BEIRUT • Arab-Kurdish fighters backed by the United States yesterday cut the Islamic State in Iraq and Syria (ISIS) group's main supply route between Syria and Turkey in a major setback for the militants.
ISIS has come under growing pressure on various fronts in Syria and Iraq, where it established its self-declared "caliphate" in 2014.
The extremists lost control of a vital supply artery when Arab-Kurdish forces completely surrounded a key town held by them. "The Syrian Democratic Forces (SDF) cut off the last road from Manbij to the Turkish border," said the Syrian Observatory for Human Rights, a British-based monitoring group.
Manbij lies at the heart of the last stretch of territory along Turkey's border still under ISIS control, and was a key point on the militants' supply line from Turkey.
Other secondary roads to the frontier are more dangerous and difficult to access, Observatory head Rami Abdel Rahman said.
The US envoy to the anti-ISIS coalition backing the SDF, Mr Brett McGurk, confirmed the road had been severed. "ISIL terrorists now completely surrounded with no way out," he wrote on Twitter, using another acronym for ISIS.
This week, the SDF, backed by coalition air strikes, cut the road north out of Manbij to the ISIS-held border town of Jarabulus, which the militants had used as a transit point for fighters, money and weapons.
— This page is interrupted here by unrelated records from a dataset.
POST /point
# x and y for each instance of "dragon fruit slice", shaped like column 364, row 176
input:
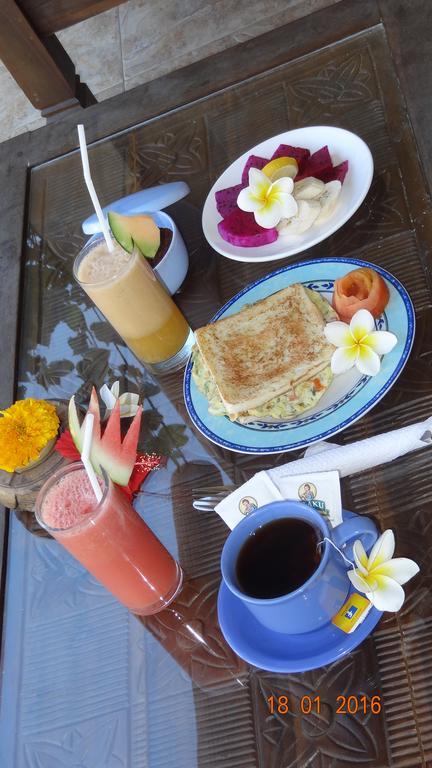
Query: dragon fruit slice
column 108, row 451
column 240, row 228
column 318, row 163
column 226, row 199
column 337, row 173
column 298, row 153
column 253, row 161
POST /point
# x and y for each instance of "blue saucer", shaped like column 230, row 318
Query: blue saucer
column 280, row 652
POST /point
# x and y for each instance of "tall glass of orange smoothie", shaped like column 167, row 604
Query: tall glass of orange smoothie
column 110, row 539
column 125, row 288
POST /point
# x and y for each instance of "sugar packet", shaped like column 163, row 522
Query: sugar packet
column 320, row 490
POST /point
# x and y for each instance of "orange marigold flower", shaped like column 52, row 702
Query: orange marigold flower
column 25, row 430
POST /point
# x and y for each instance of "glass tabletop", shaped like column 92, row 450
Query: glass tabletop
column 85, row 683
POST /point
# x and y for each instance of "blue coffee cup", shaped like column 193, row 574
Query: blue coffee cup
column 316, row 602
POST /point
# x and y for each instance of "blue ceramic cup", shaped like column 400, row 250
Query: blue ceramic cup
column 323, row 594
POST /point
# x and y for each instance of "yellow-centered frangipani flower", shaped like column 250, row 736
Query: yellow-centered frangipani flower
column 26, row 428
column 358, row 344
column 268, row 202
column 128, row 400
column 380, row 576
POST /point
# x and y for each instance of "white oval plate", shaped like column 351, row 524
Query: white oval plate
column 343, row 145
column 348, row 397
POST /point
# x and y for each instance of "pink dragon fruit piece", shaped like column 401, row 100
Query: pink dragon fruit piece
column 318, row 163
column 337, row 173
column 240, row 228
column 298, row 153
column 226, row 199
column 253, row 161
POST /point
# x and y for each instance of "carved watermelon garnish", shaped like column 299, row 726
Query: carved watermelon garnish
column 117, row 457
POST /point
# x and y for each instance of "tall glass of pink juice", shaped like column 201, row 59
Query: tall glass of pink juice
column 110, row 539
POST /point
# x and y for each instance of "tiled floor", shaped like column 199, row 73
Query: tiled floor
column 141, row 40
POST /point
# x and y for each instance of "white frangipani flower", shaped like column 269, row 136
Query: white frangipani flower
column 380, row 576
column 268, row 202
column 128, row 400
column 358, row 344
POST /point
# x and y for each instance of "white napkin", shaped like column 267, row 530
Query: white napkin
column 359, row 456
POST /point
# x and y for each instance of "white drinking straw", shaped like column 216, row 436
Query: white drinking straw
column 91, row 189
column 85, row 455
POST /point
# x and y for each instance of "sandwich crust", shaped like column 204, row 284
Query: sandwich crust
column 265, row 349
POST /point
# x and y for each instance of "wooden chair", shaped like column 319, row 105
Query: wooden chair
column 34, row 56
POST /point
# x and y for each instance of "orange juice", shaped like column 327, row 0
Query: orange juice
column 110, row 539
column 125, row 288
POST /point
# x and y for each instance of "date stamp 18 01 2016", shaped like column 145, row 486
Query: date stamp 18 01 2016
column 307, row 705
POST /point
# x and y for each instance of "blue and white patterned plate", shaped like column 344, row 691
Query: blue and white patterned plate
column 349, row 395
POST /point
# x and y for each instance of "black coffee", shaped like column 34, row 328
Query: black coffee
column 278, row 558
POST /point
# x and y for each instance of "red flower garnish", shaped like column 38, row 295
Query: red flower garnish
column 66, row 446
column 144, row 463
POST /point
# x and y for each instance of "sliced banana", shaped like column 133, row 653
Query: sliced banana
column 308, row 189
column 308, row 211
column 328, row 200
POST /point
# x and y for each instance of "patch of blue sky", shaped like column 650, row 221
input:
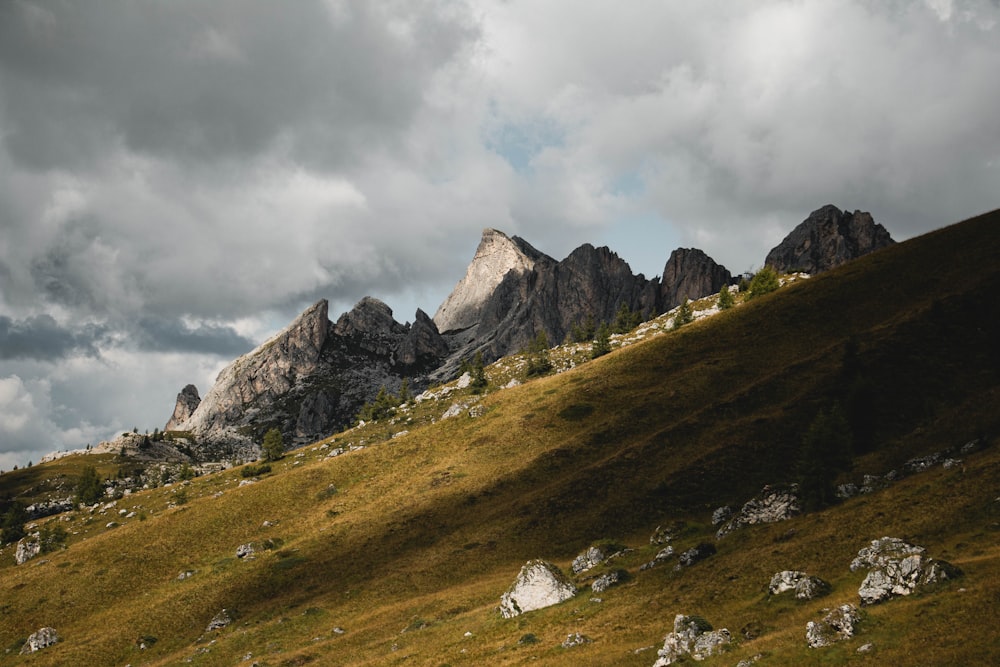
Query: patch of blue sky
column 520, row 142
column 643, row 239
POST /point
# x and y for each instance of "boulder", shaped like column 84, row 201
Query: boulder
column 539, row 584
column 695, row 554
column 693, row 636
column 662, row 556
column 27, row 548
column 777, row 503
column 836, row 626
column 806, row 587
column 219, row 621
column 897, row 568
column 576, row 639
column 40, row 639
column 594, row 556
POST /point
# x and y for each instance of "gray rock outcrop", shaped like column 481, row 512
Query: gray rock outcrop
column 27, row 548
column 539, row 584
column 839, row 624
column 187, row 402
column 496, row 256
column 693, row 636
column 826, row 239
column 42, row 638
column 896, row 568
column 690, row 274
column 773, row 504
column 805, row 587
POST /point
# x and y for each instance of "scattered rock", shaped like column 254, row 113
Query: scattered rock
column 836, row 626
column 219, row 621
column 576, row 639
column 806, row 587
column 27, row 548
column 592, row 557
column 693, row 636
column 663, row 555
column 774, row 504
column 539, row 584
column 666, row 534
column 609, row 579
column 695, row 554
column 721, row 515
column 897, row 568
column 42, row 638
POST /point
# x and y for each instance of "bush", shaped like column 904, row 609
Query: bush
column 763, row 282
column 255, row 471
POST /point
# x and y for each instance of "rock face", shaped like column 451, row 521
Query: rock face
column 693, row 636
column 836, row 626
column 496, row 256
column 897, row 568
column 311, row 379
column 806, row 587
column 187, row 402
column 690, row 274
column 40, row 639
column 826, row 239
column 539, row 584
column 773, row 504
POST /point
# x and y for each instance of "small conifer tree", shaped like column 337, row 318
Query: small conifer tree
column 726, row 300
column 602, row 341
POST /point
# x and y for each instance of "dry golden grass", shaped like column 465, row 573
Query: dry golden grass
column 425, row 531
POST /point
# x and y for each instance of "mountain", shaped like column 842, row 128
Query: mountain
column 826, row 239
column 398, row 542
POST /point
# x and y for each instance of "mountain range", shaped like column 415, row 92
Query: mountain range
column 312, row 378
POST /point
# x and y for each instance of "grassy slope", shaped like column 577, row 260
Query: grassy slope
column 427, row 530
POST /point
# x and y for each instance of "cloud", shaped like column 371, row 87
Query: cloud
column 41, row 337
column 177, row 182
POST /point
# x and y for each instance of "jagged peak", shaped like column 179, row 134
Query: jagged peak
column 497, row 255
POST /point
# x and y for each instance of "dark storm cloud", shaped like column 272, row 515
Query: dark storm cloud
column 163, row 335
column 214, row 81
column 41, row 337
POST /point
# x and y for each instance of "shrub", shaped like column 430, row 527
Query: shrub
column 763, row 282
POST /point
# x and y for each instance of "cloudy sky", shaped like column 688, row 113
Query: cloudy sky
column 179, row 179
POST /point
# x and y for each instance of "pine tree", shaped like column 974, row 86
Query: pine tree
column 602, row 341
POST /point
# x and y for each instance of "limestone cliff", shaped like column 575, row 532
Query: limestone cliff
column 496, row 256
column 187, row 402
column 826, row 239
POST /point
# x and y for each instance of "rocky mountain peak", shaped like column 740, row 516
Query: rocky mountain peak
column 690, row 274
column 826, row 239
column 496, row 255
column 187, row 402
column 369, row 316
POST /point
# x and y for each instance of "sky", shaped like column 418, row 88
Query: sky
column 179, row 179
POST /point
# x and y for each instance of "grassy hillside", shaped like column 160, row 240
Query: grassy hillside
column 398, row 552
The SDF also blocked the road south out of Manbij heading to ISIS' de facto capital of Raqqa.
Thousands of residents have fled Manbij - held by ISIS since 2014 - but the militants who evacuated their families stayed to defend the town, the Observatory said.
About 20,000 people are still living in the town, which had a pre-war population of about 120,000 - mostly Arabs, but about a quarter Syrian Kurds.
Last month, the SDF launched attacks on two fronts from the north of Raqqa province towards Manbij and in the direction of the ISIS-held town of Tabqa on the same vital supply line further south.
Regime troops backed by Russian air strikes have also pushed an offensive to the south-west of Tabqa.
Russia and the US - despite backing different sides in Syria's conflict - have both focused efforts on fighting the militant group.
The five-year war has killed more than 280,000 people and displaced millions since it started in 2011 with the brutal repression of anti-government protests.
Late on Thursday, a food aid convoy entered the rebel-held town of Daraya near Damascus in the first such delivery since the start of a regime siege in 2012.